In the study, researchers enrolled 346 pregnant women who were being evaluated for high blood pressure and possible preeclampsia. They used the CRD urine test which provides results at the bedside within three minutes. Trained clinical research nurses analyzed results before the patient’s doctor made a final diagnosis.
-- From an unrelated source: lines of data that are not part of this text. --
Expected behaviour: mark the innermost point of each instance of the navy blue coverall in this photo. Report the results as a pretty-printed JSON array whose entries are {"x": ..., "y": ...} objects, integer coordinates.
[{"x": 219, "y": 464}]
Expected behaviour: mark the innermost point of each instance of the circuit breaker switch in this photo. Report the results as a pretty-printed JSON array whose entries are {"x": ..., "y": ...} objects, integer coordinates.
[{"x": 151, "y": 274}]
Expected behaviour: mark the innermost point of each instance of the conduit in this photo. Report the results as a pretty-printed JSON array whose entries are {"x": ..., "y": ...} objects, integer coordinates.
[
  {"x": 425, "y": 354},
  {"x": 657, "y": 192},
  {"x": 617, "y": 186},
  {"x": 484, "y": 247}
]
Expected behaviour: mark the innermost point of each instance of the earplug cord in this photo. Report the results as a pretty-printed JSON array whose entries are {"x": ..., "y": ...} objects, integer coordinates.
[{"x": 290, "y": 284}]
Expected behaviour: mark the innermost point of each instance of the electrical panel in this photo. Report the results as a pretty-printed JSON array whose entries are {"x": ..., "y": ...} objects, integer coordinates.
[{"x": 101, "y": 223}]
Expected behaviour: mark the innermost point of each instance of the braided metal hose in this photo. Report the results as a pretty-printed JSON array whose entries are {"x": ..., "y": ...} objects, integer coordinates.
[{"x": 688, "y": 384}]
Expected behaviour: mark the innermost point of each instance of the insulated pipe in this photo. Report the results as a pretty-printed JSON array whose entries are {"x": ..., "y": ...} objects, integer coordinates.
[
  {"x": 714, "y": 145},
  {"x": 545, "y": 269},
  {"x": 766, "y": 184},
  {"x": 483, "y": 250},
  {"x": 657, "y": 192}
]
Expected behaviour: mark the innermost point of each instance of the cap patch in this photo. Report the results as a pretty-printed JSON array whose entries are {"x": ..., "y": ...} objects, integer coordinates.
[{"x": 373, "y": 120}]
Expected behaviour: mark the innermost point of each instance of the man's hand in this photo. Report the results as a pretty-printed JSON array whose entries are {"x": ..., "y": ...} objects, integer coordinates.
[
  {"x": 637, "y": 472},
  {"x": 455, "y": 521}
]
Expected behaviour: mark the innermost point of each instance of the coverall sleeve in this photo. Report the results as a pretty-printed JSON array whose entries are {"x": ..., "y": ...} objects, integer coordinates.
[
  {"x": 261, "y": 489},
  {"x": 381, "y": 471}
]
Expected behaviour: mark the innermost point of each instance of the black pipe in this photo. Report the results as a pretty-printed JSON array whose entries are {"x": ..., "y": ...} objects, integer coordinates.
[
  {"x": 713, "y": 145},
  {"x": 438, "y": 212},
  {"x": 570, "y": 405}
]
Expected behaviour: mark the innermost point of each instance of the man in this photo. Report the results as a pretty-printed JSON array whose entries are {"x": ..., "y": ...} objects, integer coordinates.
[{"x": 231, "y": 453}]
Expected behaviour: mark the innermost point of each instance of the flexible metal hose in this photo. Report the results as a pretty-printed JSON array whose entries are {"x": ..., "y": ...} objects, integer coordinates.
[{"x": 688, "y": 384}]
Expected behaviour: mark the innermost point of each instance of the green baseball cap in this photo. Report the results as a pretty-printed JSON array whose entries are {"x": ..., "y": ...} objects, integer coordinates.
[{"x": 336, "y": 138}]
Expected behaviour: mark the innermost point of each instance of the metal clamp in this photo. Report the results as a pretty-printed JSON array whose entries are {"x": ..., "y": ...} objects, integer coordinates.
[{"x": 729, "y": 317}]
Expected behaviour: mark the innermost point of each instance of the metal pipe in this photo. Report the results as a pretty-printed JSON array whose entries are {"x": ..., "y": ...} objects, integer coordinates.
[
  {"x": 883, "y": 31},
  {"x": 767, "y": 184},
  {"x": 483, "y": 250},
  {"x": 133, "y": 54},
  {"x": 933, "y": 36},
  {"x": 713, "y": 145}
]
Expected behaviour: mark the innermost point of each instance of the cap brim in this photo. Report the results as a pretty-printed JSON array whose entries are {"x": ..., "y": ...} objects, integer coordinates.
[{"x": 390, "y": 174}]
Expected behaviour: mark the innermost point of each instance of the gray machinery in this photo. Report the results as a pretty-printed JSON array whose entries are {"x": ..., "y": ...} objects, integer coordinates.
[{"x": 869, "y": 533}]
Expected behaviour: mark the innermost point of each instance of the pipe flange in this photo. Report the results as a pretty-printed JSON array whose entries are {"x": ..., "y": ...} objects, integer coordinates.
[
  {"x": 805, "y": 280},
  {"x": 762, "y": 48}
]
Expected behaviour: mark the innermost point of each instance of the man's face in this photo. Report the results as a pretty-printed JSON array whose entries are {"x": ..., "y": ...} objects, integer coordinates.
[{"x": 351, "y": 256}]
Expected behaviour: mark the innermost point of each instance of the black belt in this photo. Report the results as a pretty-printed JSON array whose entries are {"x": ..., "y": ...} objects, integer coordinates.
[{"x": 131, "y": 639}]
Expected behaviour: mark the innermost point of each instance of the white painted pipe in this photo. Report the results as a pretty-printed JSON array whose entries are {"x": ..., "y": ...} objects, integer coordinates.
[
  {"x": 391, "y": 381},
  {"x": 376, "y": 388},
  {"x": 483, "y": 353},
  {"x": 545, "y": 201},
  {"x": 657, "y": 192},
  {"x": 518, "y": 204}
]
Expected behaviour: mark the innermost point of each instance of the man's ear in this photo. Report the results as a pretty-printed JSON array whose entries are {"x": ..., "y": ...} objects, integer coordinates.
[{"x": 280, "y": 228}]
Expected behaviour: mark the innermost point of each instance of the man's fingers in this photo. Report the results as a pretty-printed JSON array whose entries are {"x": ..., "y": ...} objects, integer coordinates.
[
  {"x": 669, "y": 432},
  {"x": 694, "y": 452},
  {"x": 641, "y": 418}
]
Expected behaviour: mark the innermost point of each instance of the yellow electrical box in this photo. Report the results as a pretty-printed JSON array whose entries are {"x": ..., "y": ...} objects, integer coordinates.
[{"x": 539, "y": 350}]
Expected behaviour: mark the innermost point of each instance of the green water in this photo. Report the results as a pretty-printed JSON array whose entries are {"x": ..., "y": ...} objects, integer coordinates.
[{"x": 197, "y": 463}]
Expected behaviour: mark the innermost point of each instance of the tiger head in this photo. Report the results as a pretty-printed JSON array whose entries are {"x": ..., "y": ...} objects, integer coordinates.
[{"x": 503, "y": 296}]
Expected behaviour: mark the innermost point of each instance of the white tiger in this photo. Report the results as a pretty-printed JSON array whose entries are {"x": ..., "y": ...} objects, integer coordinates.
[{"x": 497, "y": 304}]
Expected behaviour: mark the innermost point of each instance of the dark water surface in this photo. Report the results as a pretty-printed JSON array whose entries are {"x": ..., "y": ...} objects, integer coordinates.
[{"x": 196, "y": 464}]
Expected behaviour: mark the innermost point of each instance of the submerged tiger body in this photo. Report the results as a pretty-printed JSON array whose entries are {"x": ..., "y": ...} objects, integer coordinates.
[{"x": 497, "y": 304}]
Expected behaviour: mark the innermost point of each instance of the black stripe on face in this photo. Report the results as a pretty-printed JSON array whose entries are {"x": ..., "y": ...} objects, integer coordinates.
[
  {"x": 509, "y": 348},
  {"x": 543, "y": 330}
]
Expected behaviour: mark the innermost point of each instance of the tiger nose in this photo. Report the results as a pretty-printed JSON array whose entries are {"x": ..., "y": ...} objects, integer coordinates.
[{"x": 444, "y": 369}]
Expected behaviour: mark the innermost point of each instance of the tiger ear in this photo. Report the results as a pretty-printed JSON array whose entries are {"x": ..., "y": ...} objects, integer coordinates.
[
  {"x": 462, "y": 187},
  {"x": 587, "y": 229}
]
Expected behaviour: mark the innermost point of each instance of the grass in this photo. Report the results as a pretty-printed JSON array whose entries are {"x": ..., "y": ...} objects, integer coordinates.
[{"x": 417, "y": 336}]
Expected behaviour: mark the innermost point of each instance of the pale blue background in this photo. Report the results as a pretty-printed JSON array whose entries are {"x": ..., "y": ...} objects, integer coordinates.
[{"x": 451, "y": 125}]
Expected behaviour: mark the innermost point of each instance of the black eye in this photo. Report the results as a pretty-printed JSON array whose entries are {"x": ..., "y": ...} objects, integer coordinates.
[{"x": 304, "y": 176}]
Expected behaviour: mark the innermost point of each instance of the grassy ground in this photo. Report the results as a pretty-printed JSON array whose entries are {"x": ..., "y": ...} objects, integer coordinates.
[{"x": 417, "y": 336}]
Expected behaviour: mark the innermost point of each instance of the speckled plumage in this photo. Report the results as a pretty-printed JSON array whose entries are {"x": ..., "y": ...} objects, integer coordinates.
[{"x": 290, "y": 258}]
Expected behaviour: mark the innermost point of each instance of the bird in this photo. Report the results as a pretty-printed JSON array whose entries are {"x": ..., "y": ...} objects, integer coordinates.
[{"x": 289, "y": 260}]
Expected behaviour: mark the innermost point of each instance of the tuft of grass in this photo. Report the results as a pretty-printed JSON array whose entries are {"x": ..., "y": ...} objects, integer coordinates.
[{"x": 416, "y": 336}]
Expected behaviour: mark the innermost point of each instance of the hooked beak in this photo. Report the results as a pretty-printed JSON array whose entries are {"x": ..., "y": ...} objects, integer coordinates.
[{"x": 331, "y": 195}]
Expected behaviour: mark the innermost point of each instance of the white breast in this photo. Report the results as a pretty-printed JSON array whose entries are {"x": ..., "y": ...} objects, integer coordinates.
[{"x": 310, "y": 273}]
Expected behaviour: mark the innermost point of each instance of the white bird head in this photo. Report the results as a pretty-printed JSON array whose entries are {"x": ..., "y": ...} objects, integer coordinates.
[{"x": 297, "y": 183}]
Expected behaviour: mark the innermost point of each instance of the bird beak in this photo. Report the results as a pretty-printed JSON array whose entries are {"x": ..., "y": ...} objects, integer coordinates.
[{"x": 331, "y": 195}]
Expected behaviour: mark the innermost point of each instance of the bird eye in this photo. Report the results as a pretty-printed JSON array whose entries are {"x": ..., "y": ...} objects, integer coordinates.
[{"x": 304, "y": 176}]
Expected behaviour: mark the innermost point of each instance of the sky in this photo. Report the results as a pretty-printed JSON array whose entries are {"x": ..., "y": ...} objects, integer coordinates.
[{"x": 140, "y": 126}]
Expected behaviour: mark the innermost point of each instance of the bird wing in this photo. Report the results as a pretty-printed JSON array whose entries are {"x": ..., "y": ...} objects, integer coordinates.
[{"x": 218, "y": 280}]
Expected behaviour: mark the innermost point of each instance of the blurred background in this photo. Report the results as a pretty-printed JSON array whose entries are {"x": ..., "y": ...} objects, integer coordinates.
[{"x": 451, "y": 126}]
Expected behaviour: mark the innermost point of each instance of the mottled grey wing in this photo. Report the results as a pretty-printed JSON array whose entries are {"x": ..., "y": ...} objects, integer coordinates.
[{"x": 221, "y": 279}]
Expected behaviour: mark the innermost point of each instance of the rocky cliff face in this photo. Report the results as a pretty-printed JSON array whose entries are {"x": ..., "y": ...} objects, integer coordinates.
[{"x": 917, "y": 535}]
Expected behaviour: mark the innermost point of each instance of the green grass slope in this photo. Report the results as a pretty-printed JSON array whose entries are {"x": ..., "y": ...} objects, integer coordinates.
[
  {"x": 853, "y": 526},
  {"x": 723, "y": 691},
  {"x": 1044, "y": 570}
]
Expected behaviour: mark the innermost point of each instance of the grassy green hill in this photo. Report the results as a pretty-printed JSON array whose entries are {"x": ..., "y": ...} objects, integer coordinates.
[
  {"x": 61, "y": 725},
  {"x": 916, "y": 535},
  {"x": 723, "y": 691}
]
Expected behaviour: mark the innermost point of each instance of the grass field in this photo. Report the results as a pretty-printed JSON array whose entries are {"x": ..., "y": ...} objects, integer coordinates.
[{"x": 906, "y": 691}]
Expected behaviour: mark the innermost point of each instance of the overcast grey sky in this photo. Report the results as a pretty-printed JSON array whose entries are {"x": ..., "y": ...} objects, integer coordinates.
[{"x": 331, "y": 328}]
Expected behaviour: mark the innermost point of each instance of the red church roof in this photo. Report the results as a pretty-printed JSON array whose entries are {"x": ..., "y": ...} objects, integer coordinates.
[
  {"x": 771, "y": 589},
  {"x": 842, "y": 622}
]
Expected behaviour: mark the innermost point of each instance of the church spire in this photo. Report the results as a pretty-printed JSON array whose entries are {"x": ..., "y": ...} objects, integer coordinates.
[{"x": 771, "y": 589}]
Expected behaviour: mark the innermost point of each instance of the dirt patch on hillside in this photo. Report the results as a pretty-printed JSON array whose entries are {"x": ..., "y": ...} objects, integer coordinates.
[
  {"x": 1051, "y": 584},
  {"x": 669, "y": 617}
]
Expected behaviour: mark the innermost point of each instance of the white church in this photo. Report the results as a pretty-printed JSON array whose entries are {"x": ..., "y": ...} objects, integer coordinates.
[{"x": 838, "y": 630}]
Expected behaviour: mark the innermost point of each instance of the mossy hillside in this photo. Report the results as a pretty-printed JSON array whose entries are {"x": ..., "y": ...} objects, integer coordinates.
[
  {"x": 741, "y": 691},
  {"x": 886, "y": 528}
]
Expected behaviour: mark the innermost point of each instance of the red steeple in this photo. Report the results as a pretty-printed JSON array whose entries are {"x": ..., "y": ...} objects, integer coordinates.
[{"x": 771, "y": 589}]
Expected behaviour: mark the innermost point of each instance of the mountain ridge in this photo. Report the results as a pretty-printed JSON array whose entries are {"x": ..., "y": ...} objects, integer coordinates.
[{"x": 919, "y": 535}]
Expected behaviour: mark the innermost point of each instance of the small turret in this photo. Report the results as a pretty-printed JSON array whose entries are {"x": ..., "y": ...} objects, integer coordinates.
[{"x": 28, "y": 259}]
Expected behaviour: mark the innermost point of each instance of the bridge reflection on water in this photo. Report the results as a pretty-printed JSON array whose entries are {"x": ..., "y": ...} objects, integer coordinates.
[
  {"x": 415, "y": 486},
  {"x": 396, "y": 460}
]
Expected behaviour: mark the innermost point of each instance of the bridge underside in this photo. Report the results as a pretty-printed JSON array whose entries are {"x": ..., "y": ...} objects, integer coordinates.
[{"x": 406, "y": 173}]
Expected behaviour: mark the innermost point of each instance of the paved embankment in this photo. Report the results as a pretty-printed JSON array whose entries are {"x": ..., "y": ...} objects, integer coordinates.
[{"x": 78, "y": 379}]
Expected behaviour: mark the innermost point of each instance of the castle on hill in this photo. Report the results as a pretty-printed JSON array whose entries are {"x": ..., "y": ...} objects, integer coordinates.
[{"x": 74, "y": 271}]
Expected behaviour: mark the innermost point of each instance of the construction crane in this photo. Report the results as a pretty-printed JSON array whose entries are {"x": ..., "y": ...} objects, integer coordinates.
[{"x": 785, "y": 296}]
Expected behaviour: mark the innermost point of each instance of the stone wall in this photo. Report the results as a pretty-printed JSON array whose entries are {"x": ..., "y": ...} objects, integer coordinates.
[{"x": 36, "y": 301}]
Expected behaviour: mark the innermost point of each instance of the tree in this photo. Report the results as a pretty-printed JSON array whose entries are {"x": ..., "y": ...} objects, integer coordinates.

Results of the CRD test were not shared with the patient’s care team.

Key Findings:

  • During the first triage visit, 32% (112/346) of women received a clinical diagnosis of PE. Yet, 63% (217/346) were admitted for in-patient diagnostic workup or delivery.
  • The CRD Paper Test was positive in 25% (86/346) of the cases.
  • Adjudication confirmed PE in 28% (96/346) of all cases.
  • The CRD Paper Test outperformed measured serum and urine markers (80·2% sensitivity, 89·2% specificity, 92·1% negative predictive value, 86·7% accuracy).
  • The pre-test, positive and negative post-test probabilities were 27·7%, 74·0%, and 8·0%, respectively.
  • Of women who were discharged undelivered, 38% (133/346) had at least one additional triage visit and the interval between the last negative and first positive CRD Paper Test was 12 (interquartile range, [5–34]) days.

Researchers expect the new rapid test to be FDA approved in the next few years so that OB/GYNs nationwide can use it to identify cases of preeclampsia. Dr. Rood hopes it will also be available for women to use at home to monitor complications during pregnancy.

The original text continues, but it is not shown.